Wed Jul 8 14:18:02 PDT 2015

> > > Ah, I get what you're saying.  Sure, I think that might be okay.  Not sure
> > > how we would get at that information, though, and it would be horrible to
> > > just bake it in somewhere.  I'm looking into how nvgpu driver does it...
> > > maybe they have good reasons to do it the way they do.  Sorry if I go
> > > quiet for a little bit...
> > After a very quick look, it looks like the kernel defines a
> > PAGE_OFFSET macro which is the start of kernel virtual address space.
> 
> You need to be carefull here, first the hardware might not have as many bit
> as the CPU. For instance x86-64 have a 48bits for virtual address ie only
> 48bits of the address is meaning full, older radeon (<CI iirc) only have
> 40bits for the address bus. With such configuration you could not move all
> private kernel allocation inside the kernel zone.
> 
> Second issue is thing like 32bit process on 64bit kernel, in which case
> you have the usual 3GB userspace, 1GB kernel space split. So instead of
> using PAGE_OFFSET you might want to use TASK_SIZE which is a macro that
> will lookup the limit using the current (process struct pointer).
> 
> I think issue for nouveau is that kernel space already handle some
> allocation of virtual address, while for radeon the whole virtual address
> space is fully under the userspace control.
> 
> Given this, you might want to use trick on both side (kernel and user
> space).
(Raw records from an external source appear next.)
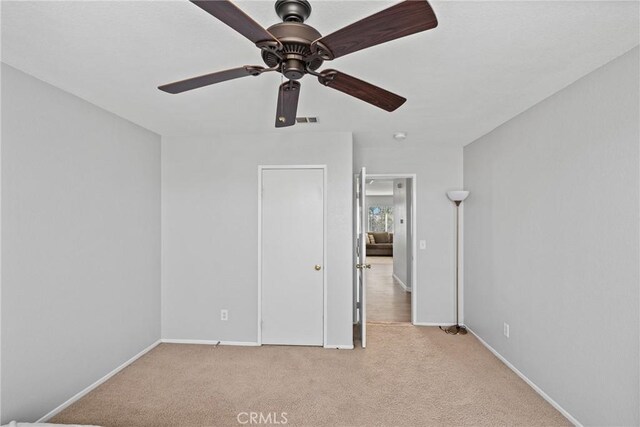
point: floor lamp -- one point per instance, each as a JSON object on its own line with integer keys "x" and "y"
{"x": 457, "y": 197}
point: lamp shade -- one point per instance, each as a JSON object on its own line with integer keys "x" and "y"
{"x": 457, "y": 196}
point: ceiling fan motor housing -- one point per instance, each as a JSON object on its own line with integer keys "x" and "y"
{"x": 296, "y": 39}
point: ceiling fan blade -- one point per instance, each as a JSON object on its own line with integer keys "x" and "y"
{"x": 287, "y": 104}
{"x": 362, "y": 90}
{"x": 400, "y": 20}
{"x": 231, "y": 15}
{"x": 209, "y": 79}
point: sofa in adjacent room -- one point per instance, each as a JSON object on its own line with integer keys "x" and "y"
{"x": 380, "y": 244}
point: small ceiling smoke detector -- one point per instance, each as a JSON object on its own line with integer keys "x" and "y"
{"x": 400, "y": 136}
{"x": 306, "y": 120}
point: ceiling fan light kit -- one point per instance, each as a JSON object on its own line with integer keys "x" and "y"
{"x": 296, "y": 49}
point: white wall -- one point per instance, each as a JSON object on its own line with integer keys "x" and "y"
{"x": 438, "y": 168}
{"x": 400, "y": 254}
{"x": 210, "y": 230}
{"x": 551, "y": 243}
{"x": 80, "y": 244}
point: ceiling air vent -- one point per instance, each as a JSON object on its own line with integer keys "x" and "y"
{"x": 306, "y": 120}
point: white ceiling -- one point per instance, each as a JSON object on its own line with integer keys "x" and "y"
{"x": 485, "y": 63}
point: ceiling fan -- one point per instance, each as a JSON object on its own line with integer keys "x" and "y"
{"x": 295, "y": 49}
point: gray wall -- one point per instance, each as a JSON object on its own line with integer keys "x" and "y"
{"x": 400, "y": 260}
{"x": 210, "y": 230}
{"x": 551, "y": 243}
{"x": 438, "y": 168}
{"x": 80, "y": 244}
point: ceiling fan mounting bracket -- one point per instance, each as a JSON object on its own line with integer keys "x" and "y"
{"x": 296, "y": 56}
{"x": 293, "y": 10}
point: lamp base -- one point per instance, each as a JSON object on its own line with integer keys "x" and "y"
{"x": 454, "y": 330}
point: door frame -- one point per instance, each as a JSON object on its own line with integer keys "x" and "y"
{"x": 414, "y": 234}
{"x": 262, "y": 168}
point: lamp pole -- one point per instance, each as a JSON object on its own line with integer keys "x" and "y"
{"x": 457, "y": 197}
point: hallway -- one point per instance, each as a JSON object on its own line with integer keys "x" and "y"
{"x": 386, "y": 300}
For instance you could mmap a region with PROT_NONE to reserve
> a range of virtual address from userspace, then tell the driver about
> that range and have the driver initialize the GPU and use that chunk
> for kernel private structure allocation.
> 
> Issue is that it is kind of a API violation for nouveau kernel driver.
> Thought i am not familiar enough, maybe you can do ioctl to nouveau
> before nouveau inialize and allocate the kernel private buffer (gr and
> other stuff). If so then problem solve i guess. Process that want to
> use CUDA will need to do the mmap dance and early ioctl.
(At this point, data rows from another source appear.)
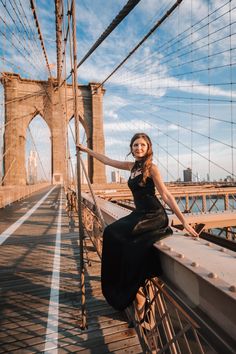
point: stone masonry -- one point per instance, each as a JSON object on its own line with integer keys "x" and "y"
{"x": 24, "y": 99}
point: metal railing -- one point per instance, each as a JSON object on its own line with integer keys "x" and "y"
{"x": 163, "y": 326}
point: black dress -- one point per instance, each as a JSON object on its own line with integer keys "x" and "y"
{"x": 128, "y": 256}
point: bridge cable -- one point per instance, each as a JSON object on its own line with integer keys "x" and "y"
{"x": 121, "y": 15}
{"x": 40, "y": 35}
{"x": 168, "y": 13}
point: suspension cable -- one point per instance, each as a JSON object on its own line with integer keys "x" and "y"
{"x": 168, "y": 13}
{"x": 40, "y": 35}
{"x": 122, "y": 14}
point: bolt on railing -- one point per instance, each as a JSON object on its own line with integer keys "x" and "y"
{"x": 163, "y": 325}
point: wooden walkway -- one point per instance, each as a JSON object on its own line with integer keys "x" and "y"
{"x": 29, "y": 321}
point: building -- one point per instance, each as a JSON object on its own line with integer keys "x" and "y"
{"x": 32, "y": 167}
{"x": 115, "y": 176}
{"x": 188, "y": 175}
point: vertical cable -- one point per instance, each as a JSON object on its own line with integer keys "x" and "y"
{"x": 209, "y": 95}
{"x": 81, "y": 230}
{"x": 191, "y": 101}
{"x": 231, "y": 91}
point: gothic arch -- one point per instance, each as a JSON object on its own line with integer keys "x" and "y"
{"x": 31, "y": 97}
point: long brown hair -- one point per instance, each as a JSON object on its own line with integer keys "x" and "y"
{"x": 147, "y": 160}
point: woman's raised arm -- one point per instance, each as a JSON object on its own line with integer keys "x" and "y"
{"x": 123, "y": 165}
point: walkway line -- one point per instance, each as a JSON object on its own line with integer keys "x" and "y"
{"x": 11, "y": 229}
{"x": 51, "y": 341}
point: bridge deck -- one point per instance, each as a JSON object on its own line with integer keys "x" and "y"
{"x": 39, "y": 308}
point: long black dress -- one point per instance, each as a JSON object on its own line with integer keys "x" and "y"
{"x": 128, "y": 256}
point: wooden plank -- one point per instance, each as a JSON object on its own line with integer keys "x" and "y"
{"x": 25, "y": 280}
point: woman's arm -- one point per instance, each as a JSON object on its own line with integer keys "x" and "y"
{"x": 123, "y": 165}
{"x": 169, "y": 199}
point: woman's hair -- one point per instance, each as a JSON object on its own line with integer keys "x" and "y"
{"x": 147, "y": 160}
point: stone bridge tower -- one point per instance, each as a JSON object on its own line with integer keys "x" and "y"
{"x": 24, "y": 99}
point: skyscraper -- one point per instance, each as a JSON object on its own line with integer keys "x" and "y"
{"x": 188, "y": 175}
{"x": 32, "y": 167}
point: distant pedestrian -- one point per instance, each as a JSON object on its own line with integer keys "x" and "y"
{"x": 128, "y": 256}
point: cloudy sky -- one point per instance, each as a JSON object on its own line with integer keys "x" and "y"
{"x": 179, "y": 86}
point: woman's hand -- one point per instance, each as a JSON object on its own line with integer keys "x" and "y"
{"x": 82, "y": 148}
{"x": 190, "y": 230}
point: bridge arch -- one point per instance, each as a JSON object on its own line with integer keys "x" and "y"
{"x": 25, "y": 99}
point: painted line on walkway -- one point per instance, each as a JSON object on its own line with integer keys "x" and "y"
{"x": 51, "y": 342}
{"x": 11, "y": 229}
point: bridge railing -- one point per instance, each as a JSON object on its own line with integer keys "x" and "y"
{"x": 11, "y": 194}
{"x": 164, "y": 325}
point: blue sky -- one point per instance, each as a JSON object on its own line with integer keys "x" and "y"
{"x": 179, "y": 87}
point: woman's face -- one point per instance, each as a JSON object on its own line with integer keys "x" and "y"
{"x": 139, "y": 148}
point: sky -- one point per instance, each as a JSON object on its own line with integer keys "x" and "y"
{"x": 178, "y": 87}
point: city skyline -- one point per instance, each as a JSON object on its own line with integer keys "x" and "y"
{"x": 187, "y": 109}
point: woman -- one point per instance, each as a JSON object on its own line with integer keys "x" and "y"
{"x": 128, "y": 257}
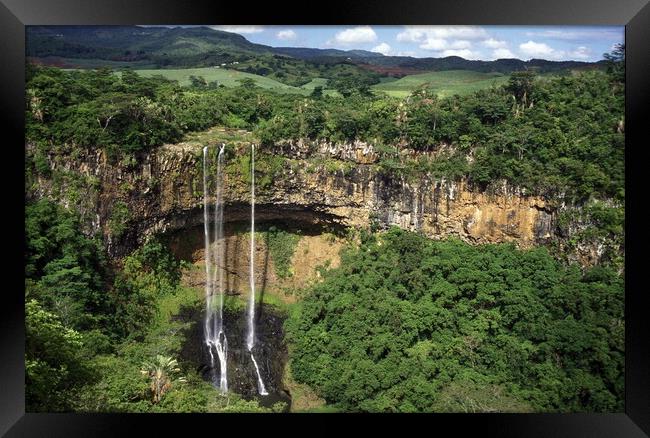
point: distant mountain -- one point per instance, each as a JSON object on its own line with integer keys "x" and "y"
{"x": 309, "y": 53}
{"x": 160, "y": 45}
{"x": 204, "y": 46}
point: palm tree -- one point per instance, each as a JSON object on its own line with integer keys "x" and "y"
{"x": 161, "y": 371}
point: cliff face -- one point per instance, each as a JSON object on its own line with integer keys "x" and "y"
{"x": 163, "y": 193}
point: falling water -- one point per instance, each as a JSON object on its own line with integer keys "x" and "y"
{"x": 250, "y": 340}
{"x": 215, "y": 337}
I think we can have a nouveau ioctl to report the full address range that
the GPU supports.  Userspace can use this information to know what range
it can reserve.  The reservation part we can do with the original AS_ALLOC
and AS_FREE nouveau ioctls that I originally proposed, and in the CUDA case,
this reservation should happen before any channel for a particular context
gets created.